The package is fairly simple - a couple of core functions that make the API calls, a few functions for discovery, a core function
to download GTFS Schedule feeds (download_feed()), a couple of functions to surface the validation reports, and others to work with
the metadata and the package itself.

It's really a cool thing - once you set it up, the world (of transit and shared mobility feeds) is your oyster:

library(mobdb)

trimet <- mobdb_search("TriMet"
)
pdx_gtfs <- download_feed("mdb-247")
export_gtfs(pdx_gtfs, "data/gtfs/trimet.zip")

# Get validation report for a feed
datasets <- mobdb_datasets("mdb-482")  # Alexandria DASH
validation <- get_validation_report(datasets)
validation

# View detailed validation report in browser
view_validation_report("mdb-482")

# Check feed quality, then download if clean
if (validation$total_error == 0) {
  gtfs <- download_feed("mdb-482")
}

# Any lessons learned?

# What's the latest status?

It's still a work in progress - I will be using it for the project that I mentioned earlier, but I've also actually started using it
in other workflows to automate downloading GTFS files - since mobdb supports source downloads or hosted downloads, there's granularity
between the two and it makes what used to take a good chunk of time now take mere seconds to execute as an R script.

# So, can I use it?

Of course! It's not on CRAN yet but you can use it by downloading the development version of the package.
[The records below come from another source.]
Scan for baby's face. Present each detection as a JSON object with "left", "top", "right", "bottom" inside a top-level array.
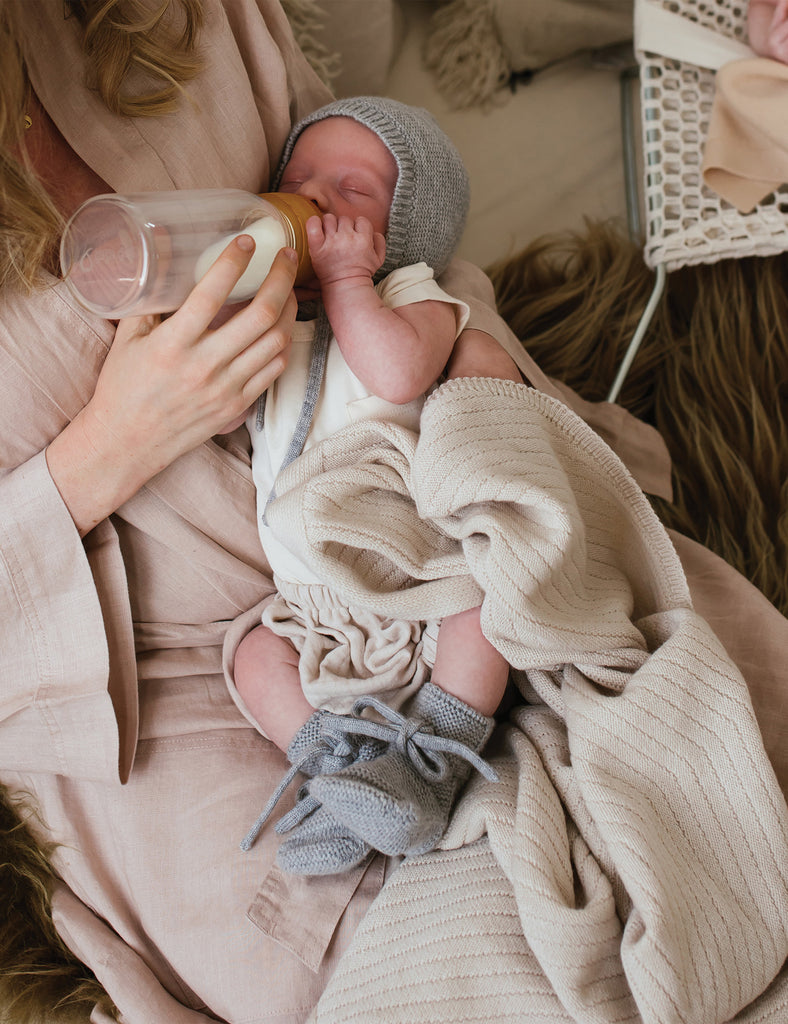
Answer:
[{"left": 278, "top": 117, "right": 398, "bottom": 236}]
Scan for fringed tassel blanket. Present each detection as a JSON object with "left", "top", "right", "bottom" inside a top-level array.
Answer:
[{"left": 265, "top": 377, "right": 788, "bottom": 1024}]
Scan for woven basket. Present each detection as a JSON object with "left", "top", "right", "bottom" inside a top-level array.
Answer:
[{"left": 637, "top": 0, "right": 788, "bottom": 269}]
# Install using pak (recommended)
# install.packages("pak")
pak::pak("jasonad123/mobdb")

# Or using remotes
# install.packages("remotes")
remotes::install_github("jasonad123/mobdb")

# Once it's installed:
library(mobdb)

The package documentation page is here

The GitHub repo is here

[^1]: Which I still dispute, by the way, as a resident of Other Washington but a fan of Both Washington hockey teams, but I digress.